いやいやいやいや、誰にもやらないで欲しいです。

「んー、そうすると火魔法がたっぷり使えるのはオニギリだけか。

他に火魔法得意な人居ないよね」

僕の問いかけにオニギリが答える。

「スキヤキは火魔法に特化してたけど、今は居ないな」

「火魔法…火魔法……

火関係なら狐火とか思い浮かべやすいけど、狐の魔族って居ないよね?」

漫画やゲームなどで思いつきやすいよね、狐火を使う九尾とか、管狐とかも居るよね(いや、現実では居ないけど)

「え?コーの居た世界では狐が火を使うのですか?」

「ええ、メジャーですよ。

狐は色んなものに変化しますし、幻覚を見せたり、モフモフの尻尾は正義ですしね。

狐はサイコーなのです!」

サクラの問いかけに思わず力説してしまった……すみません、狐っ子萌です………。

ああ、居ないのか。

ピンとした耳にふさふさの九尾、白狐も良いけど黄金色も捨てがたい!

そしてやっぱり衣装は巫女さん!

テンプレですって?

テンプレサイコー!

テッパンはそれだけ需要が有るからこそのテッパンです!

「……こちらの世界では聞いた事有りませんね」

萌え萌えしてる僕にシルジットが真面目に返す……すみません、思考が萌えて厨二ってしまっていました。

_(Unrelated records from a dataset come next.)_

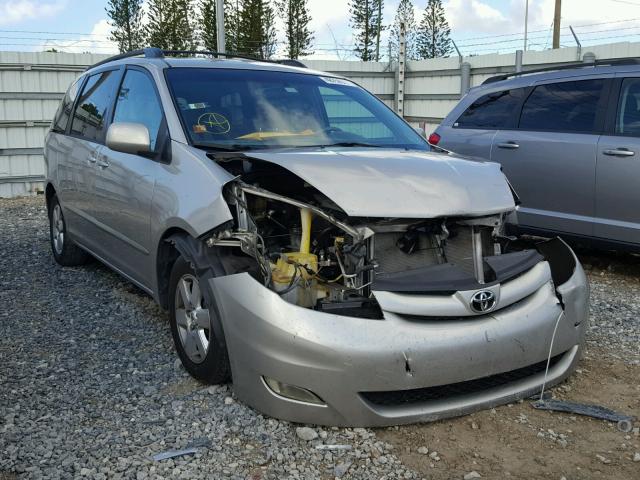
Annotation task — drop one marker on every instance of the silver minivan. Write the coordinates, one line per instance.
(306, 243)
(568, 141)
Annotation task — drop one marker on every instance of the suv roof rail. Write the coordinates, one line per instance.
(568, 66)
(153, 52)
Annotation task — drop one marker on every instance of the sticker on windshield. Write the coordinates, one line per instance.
(337, 81)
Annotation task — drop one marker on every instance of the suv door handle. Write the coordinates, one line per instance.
(619, 152)
(508, 145)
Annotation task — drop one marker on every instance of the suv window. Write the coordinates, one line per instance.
(61, 119)
(138, 103)
(563, 106)
(628, 117)
(493, 110)
(89, 116)
(347, 114)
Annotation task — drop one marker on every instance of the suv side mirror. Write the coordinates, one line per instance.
(420, 131)
(129, 138)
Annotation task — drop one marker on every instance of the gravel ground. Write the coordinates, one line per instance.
(90, 384)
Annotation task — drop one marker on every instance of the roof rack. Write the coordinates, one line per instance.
(568, 66)
(153, 52)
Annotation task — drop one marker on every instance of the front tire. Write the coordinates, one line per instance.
(65, 251)
(195, 326)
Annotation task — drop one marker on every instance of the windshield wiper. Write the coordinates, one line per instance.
(224, 147)
(343, 144)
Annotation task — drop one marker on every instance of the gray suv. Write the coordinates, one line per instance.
(568, 141)
(306, 243)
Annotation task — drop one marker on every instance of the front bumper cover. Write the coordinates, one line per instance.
(338, 358)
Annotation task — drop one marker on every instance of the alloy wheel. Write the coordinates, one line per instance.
(192, 318)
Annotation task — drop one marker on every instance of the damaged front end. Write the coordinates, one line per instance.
(353, 320)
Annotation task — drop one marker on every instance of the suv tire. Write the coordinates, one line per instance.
(65, 251)
(195, 321)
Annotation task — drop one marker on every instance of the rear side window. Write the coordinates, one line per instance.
(564, 106)
(490, 111)
(61, 118)
(628, 118)
(137, 103)
(91, 111)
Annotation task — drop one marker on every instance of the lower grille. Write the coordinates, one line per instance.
(452, 390)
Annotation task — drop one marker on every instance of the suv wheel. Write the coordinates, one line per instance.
(194, 322)
(65, 251)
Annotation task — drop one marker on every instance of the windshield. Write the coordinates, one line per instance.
(247, 109)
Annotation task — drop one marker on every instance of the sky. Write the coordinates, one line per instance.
(477, 26)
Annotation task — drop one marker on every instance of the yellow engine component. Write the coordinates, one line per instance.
(290, 265)
(285, 268)
(305, 221)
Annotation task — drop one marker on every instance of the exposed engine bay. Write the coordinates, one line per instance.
(308, 251)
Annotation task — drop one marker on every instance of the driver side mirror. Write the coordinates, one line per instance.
(420, 131)
(129, 138)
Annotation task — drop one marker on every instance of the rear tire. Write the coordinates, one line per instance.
(65, 251)
(195, 319)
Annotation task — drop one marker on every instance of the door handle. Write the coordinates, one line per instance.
(619, 152)
(508, 145)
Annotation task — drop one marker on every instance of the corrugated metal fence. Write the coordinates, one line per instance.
(32, 84)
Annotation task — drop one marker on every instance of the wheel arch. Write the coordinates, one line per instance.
(166, 256)
(49, 193)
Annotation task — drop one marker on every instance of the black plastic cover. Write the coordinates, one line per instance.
(447, 278)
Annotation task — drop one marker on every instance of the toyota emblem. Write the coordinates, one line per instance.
(483, 301)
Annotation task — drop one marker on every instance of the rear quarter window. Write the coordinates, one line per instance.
(61, 118)
(491, 111)
(564, 106)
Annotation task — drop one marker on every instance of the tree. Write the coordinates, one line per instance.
(404, 14)
(232, 11)
(364, 21)
(379, 6)
(256, 34)
(208, 25)
(169, 26)
(433, 35)
(296, 22)
(126, 20)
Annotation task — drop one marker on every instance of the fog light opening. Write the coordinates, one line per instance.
(292, 392)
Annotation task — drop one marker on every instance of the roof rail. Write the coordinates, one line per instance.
(568, 66)
(153, 52)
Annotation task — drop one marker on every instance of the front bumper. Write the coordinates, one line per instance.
(343, 359)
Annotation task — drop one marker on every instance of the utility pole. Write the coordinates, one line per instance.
(379, 28)
(220, 26)
(556, 24)
(401, 71)
(526, 23)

「えっと、ドワーフは鍛冶をされるので火魔法が得意なんですよね?

他に種族で火魔法が得意な方々は居ないのですか?」

話を変えなきゃ妄想の爆走がどんどん深くなって戻ってこれなくなる。

「種族ですと天狗ですかね」

天狗居るんかい!

狐魔族が居ないのに天狗かい!

大体狐も天狗も魔族でなくて妖怪だろ!

…………口には出さなかったけど、心の中で突っ込み入れまくりですよ……。

「天狗ならアタシの居た山の西側辺りに居るわよ」

いやー、でも天狗ねえ。

イメージ的にはやっぱり風魔法…と言うか、天狗の扇で風を起こすって感じなんだけど。

「そしてアタシの得意な魔法は加速と水と後はとっても珍しく氷魔法よ」

後天狗のイメージなら土か?

火のイメージ無かったんだけど、天狗火とか有るのかな?

「ちょっと!聞いてるの、ダーリン」

………………これは突っ込んじゃ負けなパターンだよね。

うん、僕は何も聞こえない。

うんうん、その方が絶対に平和だよね。

「加速の魔法ですって?

それならあの勝負は余計に無効ですね。

進みやすい木の上を進んだ上魔法なんて反則です」

あ……サクラさん、突っ込んじゃダメだって、ややこしくなるし面倒だよ。

「ふふん、何とでもお言い。

そんな事よりダーリン、アタシなら今日中に連れて来てあげるわよ、天狗を」

「何だって!」

あ、ヤバイ、反応しちゃった。

「あら、やっとこっち向いたわね。

仲間になるかどうかはわかんないけど、連れて来るだけなら出来るわよ」

んー、火魔法の使い手、今僕が計画している事には絶対に必要なんだよね。

うーん、どうしよう……でも特別種でなくて魔族なら純血種の人居るだろうし、会っておいた方が良いかな。

「天狗の純血種は居るの?」

「ええ、ご近所さんだったから顔見知りよ。

アタシが頼めば来てくれるの間違いなしよ」

「うーん…うーん……じゃあ任せるから一度来てもらう様伝えてくれるかな?」

「オーホホホホホ、ダーリンの頼みなら叶えてあげるわよ。

アタシに任せなさい」

座って話し合っていたのにわざわざ立ち上がってポージングした後、

「ちょっくら行って来るわよ」

と小屋を出て行った。

何だか急に静かになったけど、静かな事よりどっと押し寄せた疲れに一旦解散した。